The Comprehensive Programming channel was criticized for the lack of quality programs. They were also criticized for opening the television channels on December 1, 2011, when there was a growing outrage against Lee Myung-bak in the general public. The negative factors later made a negative first impression of the new TV channels.

The second day TV Chosun by Chosun Ilbo on December 2, 2011, was met with numerous criticisms on politically biased news captions, criticizing the remarks on the female novelist, Gong Ji-young, and reception issues that split the televised screen into two.
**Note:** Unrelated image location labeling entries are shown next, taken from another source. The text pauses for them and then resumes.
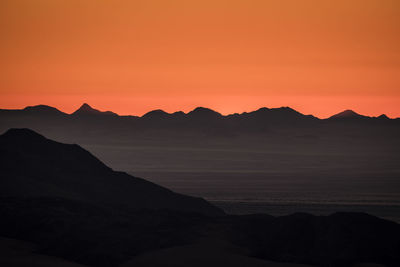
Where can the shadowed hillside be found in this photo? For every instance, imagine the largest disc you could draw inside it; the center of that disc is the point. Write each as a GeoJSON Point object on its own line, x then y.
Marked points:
{"type": "Point", "coordinates": [33, 166]}
{"type": "Point", "coordinates": [72, 206]}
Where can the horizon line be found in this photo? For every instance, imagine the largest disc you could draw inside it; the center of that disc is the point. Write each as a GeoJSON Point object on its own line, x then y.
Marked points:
{"type": "Point", "coordinates": [197, 107]}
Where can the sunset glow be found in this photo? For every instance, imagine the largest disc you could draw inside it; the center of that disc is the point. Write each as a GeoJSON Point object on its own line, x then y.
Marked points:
{"type": "Point", "coordinates": [319, 57]}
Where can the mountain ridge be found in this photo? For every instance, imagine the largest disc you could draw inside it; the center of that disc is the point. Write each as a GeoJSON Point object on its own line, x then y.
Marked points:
{"type": "Point", "coordinates": [34, 166]}
{"type": "Point", "coordinates": [86, 109]}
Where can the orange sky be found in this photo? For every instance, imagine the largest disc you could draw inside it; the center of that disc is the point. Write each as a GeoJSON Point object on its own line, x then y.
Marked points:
{"type": "Point", "coordinates": [319, 57]}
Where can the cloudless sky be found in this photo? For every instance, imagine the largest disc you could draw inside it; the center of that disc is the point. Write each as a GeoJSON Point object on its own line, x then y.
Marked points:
{"type": "Point", "coordinates": [128, 56]}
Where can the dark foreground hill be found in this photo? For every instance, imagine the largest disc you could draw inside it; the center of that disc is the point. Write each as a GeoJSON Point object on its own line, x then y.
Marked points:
{"type": "Point", "coordinates": [72, 206]}
{"type": "Point", "coordinates": [33, 166]}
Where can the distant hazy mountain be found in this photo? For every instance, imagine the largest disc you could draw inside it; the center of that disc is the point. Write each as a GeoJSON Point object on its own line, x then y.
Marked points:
{"type": "Point", "coordinates": [97, 124]}
{"type": "Point", "coordinates": [33, 166]}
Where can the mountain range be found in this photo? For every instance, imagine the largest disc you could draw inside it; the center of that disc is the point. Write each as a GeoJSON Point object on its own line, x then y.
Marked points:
{"type": "Point", "coordinates": [203, 121]}
{"type": "Point", "coordinates": [33, 166]}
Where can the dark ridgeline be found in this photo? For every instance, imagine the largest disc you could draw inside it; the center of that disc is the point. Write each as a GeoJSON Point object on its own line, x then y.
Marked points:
{"type": "Point", "coordinates": [33, 166]}
{"type": "Point", "coordinates": [71, 205]}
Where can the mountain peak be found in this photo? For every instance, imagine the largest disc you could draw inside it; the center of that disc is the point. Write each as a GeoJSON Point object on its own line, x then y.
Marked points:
{"type": "Point", "coordinates": [201, 112]}
{"type": "Point", "coordinates": [43, 109]}
{"type": "Point", "coordinates": [155, 113]}
{"type": "Point", "coordinates": [86, 109]}
{"type": "Point", "coordinates": [348, 113]}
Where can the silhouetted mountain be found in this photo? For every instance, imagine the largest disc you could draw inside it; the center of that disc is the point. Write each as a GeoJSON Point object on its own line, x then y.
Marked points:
{"type": "Point", "coordinates": [85, 110]}
{"type": "Point", "coordinates": [33, 166]}
{"type": "Point", "coordinates": [201, 113]}
{"type": "Point", "coordinates": [347, 114]}
{"type": "Point", "coordinates": [97, 236]}
{"type": "Point", "coordinates": [43, 110]}
{"type": "Point", "coordinates": [73, 206]}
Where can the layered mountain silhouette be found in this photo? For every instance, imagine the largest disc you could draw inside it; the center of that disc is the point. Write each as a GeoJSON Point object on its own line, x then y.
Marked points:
{"type": "Point", "coordinates": [72, 206]}
{"type": "Point", "coordinates": [33, 166]}
{"type": "Point", "coordinates": [96, 124]}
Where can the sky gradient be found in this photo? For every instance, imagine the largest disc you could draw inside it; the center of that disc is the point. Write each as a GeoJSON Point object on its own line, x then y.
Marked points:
{"type": "Point", "coordinates": [319, 57]}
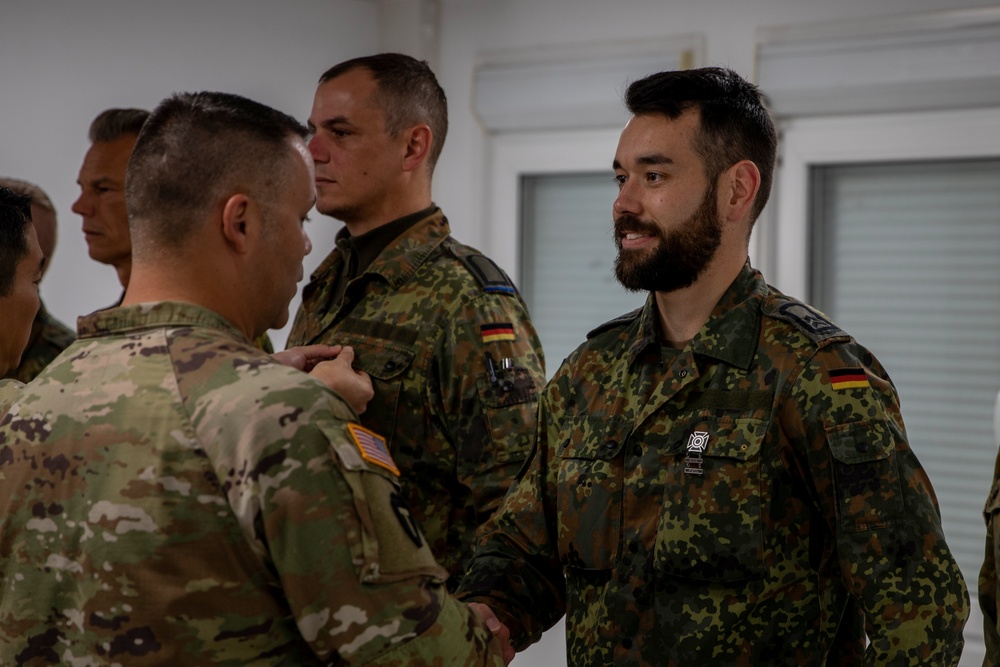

The first day of TV Chosun showed Kang Ho Dong in a negative light.

== Logos ==

Logo used between 2008-2025
Current logo

==Frequency==
The KCC had suggested a unified mobile frequency interface with Japan's.

==Controversies==
- On December 21, 2010, the KCC controversially announced that it is planning to create a guideline about monitoring the internet content in case of a tense political situation; automatically deleting any online anti-governmental message that could lead to internet censorship.
- Fitch Ratings negatively commented about the KCC's decision to allow tariff discounts for the South Korean telecommunication companies.
- KCC was not able to properly fine Apple Inc. for its illegal collection of GPS location data of Korean iPhone users.